Samedi 16 mars 2024, Jérôme Delage est assis à la petite table de pique-nique de la halte nautique de Fontet sur le canal latéral de la Garonne. Il est là à contempler les cormorans qui plongent autour de son voilier, immobile, amarré le long du quai où il attend depuis bientôt 15 jours qu'on le libère pour continuer l'aventure avec son équipage en route vers la Grèce.
Bloqué par une chute d'arbre
Jérôme navigue en famille avec sa femme et ses 2 enfants sur "Le Ruzé", un Trisbal 36, dériveur intégral en aluminium. Parti de Brest le 16 février 2024, l'équipage attaque le canal latéral à la Garonne le 3 mars après un démâtage à Bordeaux. Quand Jérôme achète sa vignette VNF pour avoir l'autorisation de naviguer sur les fleuves et canaux, on lui indique qu'un arbre est tombé le 22 février entravant la navigation au niveau du pont de Tersac. Un fait qui va changer la donne puisque le 5 mars, un arrêté interdisant la navigation tombe. Ainsi, depuis début mars, l'équipage du voilier est bloqué en aval de ce pont endommagé par la chute de l'arbre sur la commune de Meilhan sur Garonne.
Le projet de vie de partir 6 mois en voyage en famille en direction de la Grèce au départ de Brest s'est brutalement arrêté au PK 182. 2 ans d'investissement en temps et en argent pour préparer ce voyage et le bateau, pour que cette nouvelle vie se réduise à attendre. Mais attendre qui ? Quoi ?
Une situation inextricable
VNF - Voies Navigables de France -, à qui il a réglé sa vignette pour naviguer 30 jours moyennant 153 euros, l'a laissé entrer sur le canal latéral de la Garonne, sachant qu'il y avait un problème 10 km plus loin.
Et depuis, c'est la valse des responsabilités : VNF en tant que gestionnaire du canal et des berges et donc des platanes, la Communauté de commune Val de Garonne en tant que propriétaire du pont de Tersac, et la préfecture du Lot et Garonne en tant que Mr sécurité de l'état … se renvoient la responsabilité d'un pas très cadencé à les faire tourner en bourrique. Si VNF a bien dégagé l'arbre en question, aucune expertise n'est encore annoncée pour savoir s'il est possible ou non de passer sous le pont. L'équipage du Ruzé n'a aucune perspective sur une prochaine potentielle réouverture.
D'autres bateaux dans la même situation
Avec lui est aussi bloqué un autre plaisancier qui doit convoyer un bateau vers la Méditerranée.

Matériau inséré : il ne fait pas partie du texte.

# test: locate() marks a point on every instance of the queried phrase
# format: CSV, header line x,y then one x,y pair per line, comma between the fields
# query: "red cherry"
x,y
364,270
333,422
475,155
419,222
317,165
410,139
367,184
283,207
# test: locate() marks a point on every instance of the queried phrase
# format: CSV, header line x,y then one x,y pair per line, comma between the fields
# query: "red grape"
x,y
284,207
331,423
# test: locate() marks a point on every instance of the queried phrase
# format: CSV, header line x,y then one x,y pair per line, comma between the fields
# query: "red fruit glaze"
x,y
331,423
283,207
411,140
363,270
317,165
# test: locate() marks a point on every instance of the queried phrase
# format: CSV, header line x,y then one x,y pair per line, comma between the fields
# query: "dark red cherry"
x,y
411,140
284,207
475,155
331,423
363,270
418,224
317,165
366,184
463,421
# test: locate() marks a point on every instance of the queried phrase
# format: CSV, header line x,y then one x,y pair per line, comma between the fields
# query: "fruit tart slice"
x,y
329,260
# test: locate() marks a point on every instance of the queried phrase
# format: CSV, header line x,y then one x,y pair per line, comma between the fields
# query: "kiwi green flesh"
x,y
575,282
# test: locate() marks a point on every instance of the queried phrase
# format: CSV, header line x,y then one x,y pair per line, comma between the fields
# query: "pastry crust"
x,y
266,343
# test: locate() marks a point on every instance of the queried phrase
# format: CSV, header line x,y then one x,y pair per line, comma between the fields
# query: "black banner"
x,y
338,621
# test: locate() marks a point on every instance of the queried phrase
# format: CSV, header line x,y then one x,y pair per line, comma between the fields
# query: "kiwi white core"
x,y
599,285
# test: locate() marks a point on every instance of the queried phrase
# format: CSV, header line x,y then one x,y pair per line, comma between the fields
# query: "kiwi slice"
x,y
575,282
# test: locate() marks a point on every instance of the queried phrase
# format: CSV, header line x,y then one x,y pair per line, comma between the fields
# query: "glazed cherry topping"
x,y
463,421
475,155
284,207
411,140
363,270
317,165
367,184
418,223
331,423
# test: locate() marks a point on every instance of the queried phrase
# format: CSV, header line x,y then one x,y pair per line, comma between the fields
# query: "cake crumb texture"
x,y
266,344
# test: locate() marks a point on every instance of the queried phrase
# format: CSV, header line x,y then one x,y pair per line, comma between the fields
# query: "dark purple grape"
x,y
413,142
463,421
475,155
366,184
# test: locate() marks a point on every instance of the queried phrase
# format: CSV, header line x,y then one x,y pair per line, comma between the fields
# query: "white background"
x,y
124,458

Mais si le Ruzé a encore la possibilité de faire demi-tour, voire de se faire gruter pour prendre le chemin de la route, en amont, une péniche Freycinet est aussi bloquée, ne pouvant même pas faire demi-tour, étant trop longue pour cette largeur de canal et l'espace prévu pour la manœuvre demandant à passer sous le pont !
Jérôme ajoute laconique : "Un arrêté préfectoral interdisant le passage a mis en pause notre voyage, le combat est journalier pour se sortir de ce guet-apens administratif à coup de téléphone et d'email. Cette histoire n'est pas celle dont nous rêvions lorsque nous préparions notre cher Ruzé."